La Dépêche de Kabylie : Pour commencer, où en est la situation à l’ENIEM ?

Djilali Mouazer : Avant-hier, nous avons tenu une réunion, nous et quatre autres sociétés également en difficulté, avec le PDG de la banque extérieur d’Algérie, sous l’égide de notre groupe, ELEC Al Djazaïr, durant laquelle nous avons exposé nos réels besoins. Et comme tout le monde le sait désor mais, la BEA nous a accordé, dimanche, un fonds d’urgence de 1,1 milliard de dinars qui est insuffisant pour pouvoir assurer notre production et rassurer nos clients audelà de deux mois. Donc, nous avons été pour demander un supplément de 700 millions de dinars pour pouvoir assurer au moins quatre mois d’activité.

Notre demande de ce complément est appuyée par des copies de contrats des marchés que nous avons contractés avec nos clients mais qui sont, hélas, non encore exécutés à cause de la rupture de stock. La direction de la banque nous a demandé de faire une demande officielle concernant ce supplément, chose que nous avons faite hier soir (avant-hier ndlr). Nous attendons que la BEA donne suite favorable à notre demande. Je signale que la BEA nous a demandé d’écrire une demande qu’elle va traiter. Nous, nous avons demandé un supplément de financement pour garantir deux autres mois d’activités et avoir ainsi une assurance d’être en activité pendant 120 jours.

Il faut juste préciser pour que tout un chacun doit comprendre la procédure, la banque ne nous injecte pas de l’argent liquide, elle le fait à travers une autorisation de crédit qui nous autorise à engager des achats par exemple. La concrétisation de cette opération peut, néanmoins, prendre de deux à quatre mois, voire jusqu’à six ou neuf mois. Ceci pour tout vous expliquer concernant le 1,1 milliard de dinars que nous avons eu dimanche. Cette procédure est très contraignante et parfois elle est la source de blocage des actions commerciales, car il n’est pas évident de trouver un fournisseur qui accepte de vous livrer sa marchandise à crédit sur une durée de neuf mois.

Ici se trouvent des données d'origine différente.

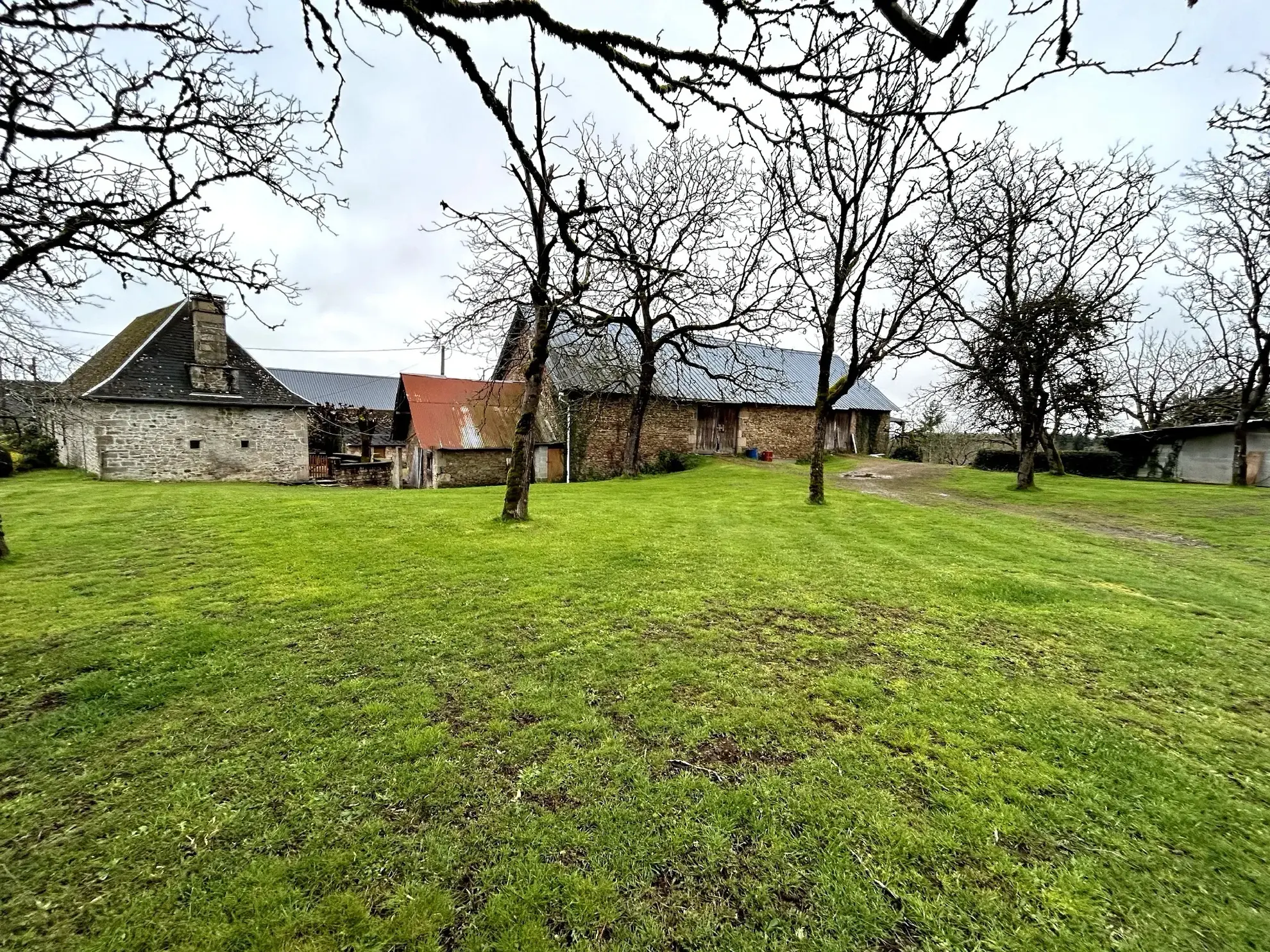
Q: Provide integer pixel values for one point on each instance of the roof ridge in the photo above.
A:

L’ENIEM, comme d’autres entreprises, arrive à avoir ce fournisseur dans de par eilles conditions, mais la facture devient plus salée car nous payons des commissions sur ce retard de paiement qui sont généralement supérieures à 5% de la valeur totale de la marchandise acquise. Ajoutez à cela d’autres frais supplémentaires qui entrent dans la calculette, à l’instar des frais de douanes, des assurances… C’est d’ailleurs la raison pour laquelle certains produits ont connu une hausse de tarifs, car il est économiquement logique de répercuter tous ces frais sur le produit.

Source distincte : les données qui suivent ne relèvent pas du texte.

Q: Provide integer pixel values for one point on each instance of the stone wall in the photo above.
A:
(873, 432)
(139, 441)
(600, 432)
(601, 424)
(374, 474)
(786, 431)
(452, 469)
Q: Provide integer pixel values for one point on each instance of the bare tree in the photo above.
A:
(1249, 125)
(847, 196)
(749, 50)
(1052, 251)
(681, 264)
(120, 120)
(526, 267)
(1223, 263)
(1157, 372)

Nos fournisseurs sont essentiellement basés en Europe, mais aussi en Asie, telle la Chine et la Corée du sud et dans le MoyenOrient, comme l’Égypte et le Liban, et des pays du Golfe, à l’instar de l’Arabie saoudite. Cette multitude de fournisseurs est justifiée par la large gamme que nous produisons. Les fournisseurs européens sont pratiquement les seuls qui acceptent de commercer avec nous à crédits.

Les autres commercent avec nous à travers le crédit documentaire, mais ils vous posent la condition de ne pas dépasser 60 jours pour le paiement, or, la loi a changé sur le crédit documentaire qui a porté le délai à 170 jours, ce qui nous met dans une situation de surcoûts générés par les commissions que nous payons sur les caisses de l’entreprise.

Qu’est-ce qui a mené l’entreprise à ne plus pouvoir assurer ses approvisionnements en matières premières ?

Les difficultés de l’entreprise ne datent pas d’aujourd’hui. Nous subissons les conséquences de la non-gestion. L’ENIEM a connu des périodes de mauvaise gestion, de très mauvaise gestion et de non-gestion. Les indicateurs de ces périodes de mauvaise gestion sont apparus à l’ouverture du marché algérien à l’électroménager étranger.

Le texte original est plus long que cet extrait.